Karma
To use Captain with Karma, you need to configure your test suite to output test results to a file and then tell Captain where to find those test results.
Getting Started
Karma does not natively produce a test results artifact that Captain can parse. To integrate, you'll need to install and configure the karma-json-reporter. Once installed, you can modify your karma.conf.js to output a JSON artifact:
reporters: ["progress", "json"],
jsonReporter: {
stdout: false,
outputFile: "tmp/karma.json",
},
Configure Captain by creating a .captain/config.yml file in the root directory of your repository:
For additional configuration options, see the reference for the configuration file.
test-suites:
your-project-karma:
command: npx karma start --single-run
results:
path: tmp/karma.json
You can change your-project-karma to any name you like, but we typically recommend using the name of your project followed by a dash followed by karma.
The command is the command you already use to run your test suite. Captain will invoke this command to run your tests. The example above shows what you might use if you use npx karma start --single-run and want to store test results in tmp/karma.json.
Once Captain is configured, you can run captain run your-project-karma --print-summary. If you see your typical test output followed by a captain block like this:
--------------------------------------------------------------------------------
----------------------------------- Captain ------------------------------------
--------------------------------------------------------------------------------
then you've configured everything correctly! You can now supercharge your test framework's capabilities. See below for configuring each of Captain's features.
Identifying Tests
Captain uses framework specific "identity recipes" to identify the tests in your suite. These recipes are order dependent components extracted from native test framework output.

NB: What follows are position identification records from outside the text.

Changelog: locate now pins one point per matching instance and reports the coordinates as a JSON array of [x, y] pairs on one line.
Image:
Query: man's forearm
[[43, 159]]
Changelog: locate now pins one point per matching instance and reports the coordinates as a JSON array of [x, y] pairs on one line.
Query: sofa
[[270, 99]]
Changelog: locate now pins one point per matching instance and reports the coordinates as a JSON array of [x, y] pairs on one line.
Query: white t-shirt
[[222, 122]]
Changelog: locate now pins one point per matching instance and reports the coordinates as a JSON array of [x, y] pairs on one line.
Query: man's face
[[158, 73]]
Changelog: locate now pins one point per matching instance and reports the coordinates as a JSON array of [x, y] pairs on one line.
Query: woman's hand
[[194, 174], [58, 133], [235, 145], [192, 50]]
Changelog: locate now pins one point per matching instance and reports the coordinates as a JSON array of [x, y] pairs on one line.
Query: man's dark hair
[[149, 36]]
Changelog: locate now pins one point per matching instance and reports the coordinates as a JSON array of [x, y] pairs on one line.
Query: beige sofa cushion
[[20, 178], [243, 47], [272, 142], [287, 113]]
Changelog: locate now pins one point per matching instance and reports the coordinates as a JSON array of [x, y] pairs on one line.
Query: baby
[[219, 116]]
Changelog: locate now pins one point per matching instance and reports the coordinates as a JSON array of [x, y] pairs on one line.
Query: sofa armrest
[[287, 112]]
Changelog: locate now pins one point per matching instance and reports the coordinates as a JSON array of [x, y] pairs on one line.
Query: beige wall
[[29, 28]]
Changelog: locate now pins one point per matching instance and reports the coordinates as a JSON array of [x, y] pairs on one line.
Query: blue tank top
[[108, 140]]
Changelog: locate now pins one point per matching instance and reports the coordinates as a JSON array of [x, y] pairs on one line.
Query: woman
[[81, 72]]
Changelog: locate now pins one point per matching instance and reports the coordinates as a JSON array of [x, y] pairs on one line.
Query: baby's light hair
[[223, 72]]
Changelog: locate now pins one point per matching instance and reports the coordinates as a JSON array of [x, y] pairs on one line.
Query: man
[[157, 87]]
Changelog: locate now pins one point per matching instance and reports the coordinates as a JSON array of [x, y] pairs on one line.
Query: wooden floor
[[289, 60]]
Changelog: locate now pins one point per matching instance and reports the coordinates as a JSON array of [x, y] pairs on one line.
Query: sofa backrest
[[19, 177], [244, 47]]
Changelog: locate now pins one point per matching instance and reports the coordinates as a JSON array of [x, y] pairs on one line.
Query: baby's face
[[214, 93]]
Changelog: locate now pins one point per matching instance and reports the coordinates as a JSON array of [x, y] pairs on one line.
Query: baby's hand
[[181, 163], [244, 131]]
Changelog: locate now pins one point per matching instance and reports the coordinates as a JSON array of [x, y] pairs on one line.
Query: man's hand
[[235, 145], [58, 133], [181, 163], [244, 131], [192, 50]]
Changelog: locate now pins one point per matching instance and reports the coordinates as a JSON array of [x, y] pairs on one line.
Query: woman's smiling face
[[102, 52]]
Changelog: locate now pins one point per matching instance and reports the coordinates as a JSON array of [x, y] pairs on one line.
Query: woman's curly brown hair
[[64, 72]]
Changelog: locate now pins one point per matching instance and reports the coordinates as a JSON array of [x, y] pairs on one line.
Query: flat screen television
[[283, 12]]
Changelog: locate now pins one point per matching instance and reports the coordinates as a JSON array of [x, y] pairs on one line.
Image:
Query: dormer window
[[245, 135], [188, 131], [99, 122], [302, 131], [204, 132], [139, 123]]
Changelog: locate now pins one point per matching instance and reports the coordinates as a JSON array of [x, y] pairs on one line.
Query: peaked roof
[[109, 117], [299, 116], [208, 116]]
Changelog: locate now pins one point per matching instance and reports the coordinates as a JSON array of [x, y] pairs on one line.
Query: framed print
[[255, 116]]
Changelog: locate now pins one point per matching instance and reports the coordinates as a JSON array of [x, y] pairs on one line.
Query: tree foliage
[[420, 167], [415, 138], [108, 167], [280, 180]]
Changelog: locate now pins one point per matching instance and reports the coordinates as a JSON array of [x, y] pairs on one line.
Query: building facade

We use this identity to track the executions of a test over the course of their lifetime in your suite. This enables us to do things like flake detection, quarantining, and retries.
For Karma, Captain constructs the identity by parsing out the browserName and description attributes.
Quarantining Tests
Captain makes managing flaky tests easier than ever. When a test is identified as flaky, you can quarantine the test without modifying it, so that if only those tests fail, Captain reports a success with a 0 exit code. Unlike skipped tests, quarantined tests will continue to run, so you can still view their failure messages and see how frequently they are failing.
If you're using Captain Cloud or RWX, you can quarantine tests directly from the web interface instead of managing quarantined tests in your repository, so no code commit is required. Metrics are built-in to help you monitor how frequently your quarantines are being applied.
You can quarantine tests in OSS mode with captain add quarantine like so:
captain add quarantine your-project-karma \
--browserName "Headless Chrome Linux" \
--description "Some test is a passing test"
See the OSS quarantining guide for more information on managing quarantined tests in OSS mode.
Retrying Tests
Unfortunately, retrying tests is not currently supported in Karma. If you're interested in this feature, please let us know so we can better prioritize support.
Running in CI
# .rwx/ci.yml
tasks:
- key: code
call: git/clone 2.0.7
- key: node
call: nodejs/install 1.1.14
with:
node-version: 20
- key: deps
use: [code, node]
run: npm ci
- key: chrome
call: google/install-chrome 2.1.10
with:
chrome-version: stable
- key: captain
call: rwx/install-captain 1.1.6
- key: karma
use: [deps, chrome, captain]
run: captain run your-project-karma
Partitioning
Partitioning is not currently supported in Karma. If you're interested in this feature, please let us know so we can better prioritize support.